SPU based Deferred Shading in Battlefield 3
* Previous DICE games were forward rendered, just a few lights. Mirror's Edge, which they SHOULD be making a sequel to, used pre-rendered radiosity lighting. Goal of Battlefield 3 was to really expand the lighting and materials, and DICE picked deferred.
* Their PS3 implementation uses 5-6 SPUs in parallel with the GPU and CPU.
* GPU does the initial G-buffer fill, and then passes it off for shading by the SPU. Still waiting to see what that means. Are they using SPUs as fragment shaders?
* The framebuffer is sliced into 64x64 tiles, use a simple shared incrementing counter for sync.
* SPUs compute 16 pixels at a time, in SoA format at full float precision
* The GPU is still busy on other shading while the SPUs eat through the deferred shading
* About 8 millis real time on 5 SPUs for deferred shading while GPU does other stuff, equals 40ms total max compute time contributed by the SPUs.
* Light culling is done in two stage tile hierarchy, after whole-camera and coarse Z in light volumes
* A branch is used to skip all 16 pixels if the attenuation makes them unlit.
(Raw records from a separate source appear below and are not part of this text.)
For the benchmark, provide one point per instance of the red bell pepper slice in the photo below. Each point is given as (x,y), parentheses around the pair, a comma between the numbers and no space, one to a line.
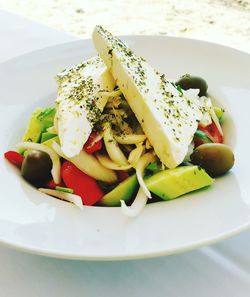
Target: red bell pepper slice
(122,175)
(212,132)
(15,158)
(93,143)
(82,184)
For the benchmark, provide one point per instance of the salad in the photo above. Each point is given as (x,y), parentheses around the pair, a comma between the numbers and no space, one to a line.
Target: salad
(123,134)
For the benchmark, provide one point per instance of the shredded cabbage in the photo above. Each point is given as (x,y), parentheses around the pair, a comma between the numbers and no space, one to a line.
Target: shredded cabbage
(56,165)
(137,206)
(89,165)
(75,199)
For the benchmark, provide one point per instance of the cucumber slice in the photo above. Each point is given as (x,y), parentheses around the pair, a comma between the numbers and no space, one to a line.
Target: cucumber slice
(124,191)
(172,183)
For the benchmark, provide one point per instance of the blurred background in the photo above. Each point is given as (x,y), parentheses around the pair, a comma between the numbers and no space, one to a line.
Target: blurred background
(222,21)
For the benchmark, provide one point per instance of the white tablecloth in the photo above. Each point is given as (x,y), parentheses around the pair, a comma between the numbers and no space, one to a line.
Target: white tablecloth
(221,270)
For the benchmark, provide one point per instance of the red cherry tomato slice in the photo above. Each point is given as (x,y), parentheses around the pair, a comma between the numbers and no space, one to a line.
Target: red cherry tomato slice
(51,184)
(82,184)
(15,158)
(93,144)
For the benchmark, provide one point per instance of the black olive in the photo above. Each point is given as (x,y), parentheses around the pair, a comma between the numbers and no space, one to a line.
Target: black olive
(188,81)
(36,168)
(215,158)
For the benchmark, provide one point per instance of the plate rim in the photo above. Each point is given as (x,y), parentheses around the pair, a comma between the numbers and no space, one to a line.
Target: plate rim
(125,256)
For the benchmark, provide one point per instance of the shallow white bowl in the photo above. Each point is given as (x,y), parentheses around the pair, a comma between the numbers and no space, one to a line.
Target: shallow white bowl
(34,222)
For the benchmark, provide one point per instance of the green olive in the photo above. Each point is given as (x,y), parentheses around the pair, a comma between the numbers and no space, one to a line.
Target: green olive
(215,158)
(36,168)
(188,81)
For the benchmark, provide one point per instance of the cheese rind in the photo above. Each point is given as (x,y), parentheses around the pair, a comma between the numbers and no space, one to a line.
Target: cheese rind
(168,115)
(79,103)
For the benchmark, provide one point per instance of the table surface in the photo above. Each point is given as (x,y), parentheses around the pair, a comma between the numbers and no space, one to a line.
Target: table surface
(219,270)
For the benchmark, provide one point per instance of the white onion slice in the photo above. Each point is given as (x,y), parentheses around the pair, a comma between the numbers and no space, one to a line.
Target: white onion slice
(135,154)
(137,206)
(89,165)
(75,199)
(56,165)
(140,167)
(130,139)
(112,147)
(216,120)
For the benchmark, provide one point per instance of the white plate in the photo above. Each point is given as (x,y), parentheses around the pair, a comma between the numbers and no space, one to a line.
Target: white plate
(33,222)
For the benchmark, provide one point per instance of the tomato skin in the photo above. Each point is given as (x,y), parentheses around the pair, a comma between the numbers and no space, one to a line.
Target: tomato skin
(82,184)
(212,132)
(15,158)
(92,145)
(51,184)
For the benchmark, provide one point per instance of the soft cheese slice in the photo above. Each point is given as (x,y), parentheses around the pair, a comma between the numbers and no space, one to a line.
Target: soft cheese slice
(168,116)
(79,102)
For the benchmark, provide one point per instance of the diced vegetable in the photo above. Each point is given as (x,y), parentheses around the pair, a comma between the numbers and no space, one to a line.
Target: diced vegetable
(137,206)
(40,120)
(112,147)
(172,183)
(124,191)
(89,165)
(201,137)
(219,112)
(46,136)
(93,144)
(212,132)
(144,161)
(82,184)
(122,175)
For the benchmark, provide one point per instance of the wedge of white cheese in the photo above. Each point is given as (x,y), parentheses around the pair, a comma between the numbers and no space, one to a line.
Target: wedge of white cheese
(168,116)
(79,102)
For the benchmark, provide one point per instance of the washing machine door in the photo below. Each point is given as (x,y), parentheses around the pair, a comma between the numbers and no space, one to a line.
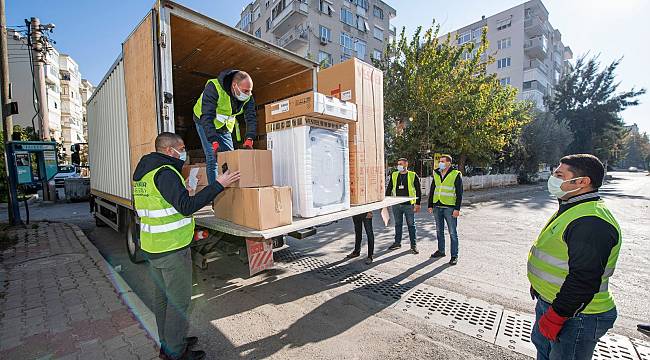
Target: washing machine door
(327,167)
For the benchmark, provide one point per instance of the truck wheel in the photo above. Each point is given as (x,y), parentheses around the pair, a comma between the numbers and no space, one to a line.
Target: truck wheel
(132,238)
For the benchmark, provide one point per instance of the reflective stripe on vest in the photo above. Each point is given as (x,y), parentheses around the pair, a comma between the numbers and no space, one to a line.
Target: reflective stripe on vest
(548,259)
(445,191)
(162,227)
(410,185)
(224,115)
This is a net win despite the branching cost.
* The SPUs are very even pipe heavy due to all of the FPU action, so complex functions can be replaced with a look-up table using strictly odd-pipe instructions, can decrease 21 cycle functions to 4 in case of complex functions.
* There is still a pure GPU based implementation of the shading pipeline that maintain visual parity, in order to facilitate debugging and validation.
* SPU job code can be reloaded into the live game, enabling bug fixes with quick iteration.
* My good friend Steven Tovey gets a call out at the end of the talk! He loves SPUs, so if you meet him you might wanna wear a dust mask.